1. Don’t shake hands over a threshold

Russians believe that shaking hands or kissing a guest across a doorway is a big no-no. In Russian folklore, the threshold is where the “house spirit” is believed to reside, and bridging this gap with a handshake is therefore extremely bad luck.

Instead, you should wait until completely entering a Russian home before shaking hands, or have the person inside the home come completely out before you greet them.

2. Buy an odd number of flowers

It’s never a mistake to take a bouquet of flowers when invited to someone’s home or for a birthday or other celebration. However, make sure that bouquets for such festive occasions are filled with an odd number of flowers. Bouquets with an even number of flowers are reserved for funerals.

3. Don’t whistle indoors

Whistling indoors in Russia is considered bad luck and will lead to financial problems — or so superstition has it. Better to avoid those annoying but catchy tunes on your way home then.

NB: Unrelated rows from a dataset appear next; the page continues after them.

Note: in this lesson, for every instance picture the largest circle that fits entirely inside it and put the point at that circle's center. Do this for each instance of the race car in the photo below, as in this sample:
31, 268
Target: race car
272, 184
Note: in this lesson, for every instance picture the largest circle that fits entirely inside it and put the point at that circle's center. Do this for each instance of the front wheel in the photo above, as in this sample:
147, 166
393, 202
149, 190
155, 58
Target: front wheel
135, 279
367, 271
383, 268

4. Don’t sit at a table corner if you’re not married

Unmarried people should avoid sitting at the corner of a table otherwise they will never get married, according to Russian superstition. Others believe that this will only hold true for seven years, making it possible for younger children to sit at the table corner.

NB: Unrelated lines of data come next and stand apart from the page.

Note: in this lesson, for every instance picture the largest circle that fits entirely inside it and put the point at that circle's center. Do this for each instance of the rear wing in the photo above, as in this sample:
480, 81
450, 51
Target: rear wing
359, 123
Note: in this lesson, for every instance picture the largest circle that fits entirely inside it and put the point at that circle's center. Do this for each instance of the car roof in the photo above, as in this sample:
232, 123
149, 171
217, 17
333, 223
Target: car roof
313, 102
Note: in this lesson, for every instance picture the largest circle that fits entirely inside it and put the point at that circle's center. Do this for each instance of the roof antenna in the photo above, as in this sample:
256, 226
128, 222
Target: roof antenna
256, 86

5. Put empty bottles on the floor

It doesn’t matter if your drink of choice is wine or vodka — to avoid bad luck, you should always put the empties on the floor.

Legend has it that the practice started when Cossack soldiers drove Napoleon back to France in 1814. The soldiers worked out that Parisian restaurateurs charged customers per empty bottle left on the table rather than per bottle ordered, and so the Cossacks cunningly hid them under the table. When the soldiers returned to Russia, they brought the custom with them.